Une femme nue déploie lentement son corps dans la Méditerranée, sous le soleil exactement. Nous sommes tous et toutes, de l’autre côté de l’écran, harponnés par cette vision surréelle, à la fois purement cinématographique et totalement étrange. La naïade s’appelle Sofia dans le film, mais son vrai prénom que nous connaissons par cœur, c’est Zahia. Pour sa première apparition dans un rôle principal au cinéma, l’ancienne call-girl devenue icône contemporaine se voit offrir par la réalisatrice Rebecca Zlotowski un rôle à sa mesure, comme on parlerait d’un vêtement qui tombe juste aux épaules. Une fille facile est presque un documentaire sur Zahia Dehar, même s’il raconte un été cannois dans les pas d’une ado qui découvre en suivant sa cousine le monde rutilant du désir, de l’illusion et de l’argent. Sofia lui offre un sac Chanel, puis une montre à 3500 euros, l’emmène avec elle dans des soirées qu’elle termine à peu près toujours de la même façon, par des caresses et du sexe dans une chambre ouatée avec un homme riche.

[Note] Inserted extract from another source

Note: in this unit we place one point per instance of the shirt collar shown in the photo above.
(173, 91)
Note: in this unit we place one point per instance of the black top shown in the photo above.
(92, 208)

La démarche de la cinéaste est ambiguë, ce qui fait la limite du film. On ne saura jamais vraiment si elle critique en creux le mode de vie de son héroïne ou si elle lui offre un écrin pour imposer sa liberté. Une scène-clef où il est question de chirurgie esthétique illustre ce double mouvement. Ce qui est certain, en revanche, c’est que Zahia prend un plaisir évident à incarner une image fantasmatique, telle une superstar warholienne échouée sur la Côte d’Azur cinquante ans après la bataille des années pop. Cette douce mélancolie, la néo-actrice la diffuse discrètement, donnant l’impression qu’elle traverse le film dans un mélange d’absence et de présence charnelle puissante. Zlotowski a la bonne idée de lui adjoindre un souvenir de cinéma, celui de Brigitte Bardot, même si la réalisatrice n’est pas la première à le faire – le magazine V avait shooté Zahia dès 2011 sous les traits de l’actrice du Mépris.
À ce corps montré sous toutes ses coutures, seins, fesses, dos, bouche, yeux, cheveux, pieds, le film offre donc une voix trainante comme un bonbon sucré. Mais en 2019, le remake incarné de Brigitte Bardot est une femme née en Algérie, venue en France à l’âge de dix ans et qui assume de faire de son corps un lieu d’expériences. Un corps venu d’ailleurs, dans tous les sens du terme, dont la réalisatrice aime scruter la surface. A sa comédienne, la réalisatrice de Belle Epine fait d’ailleurs dire ces mots dans une belle scène de plage : “Moi, je ne pique pas, je suis douce”.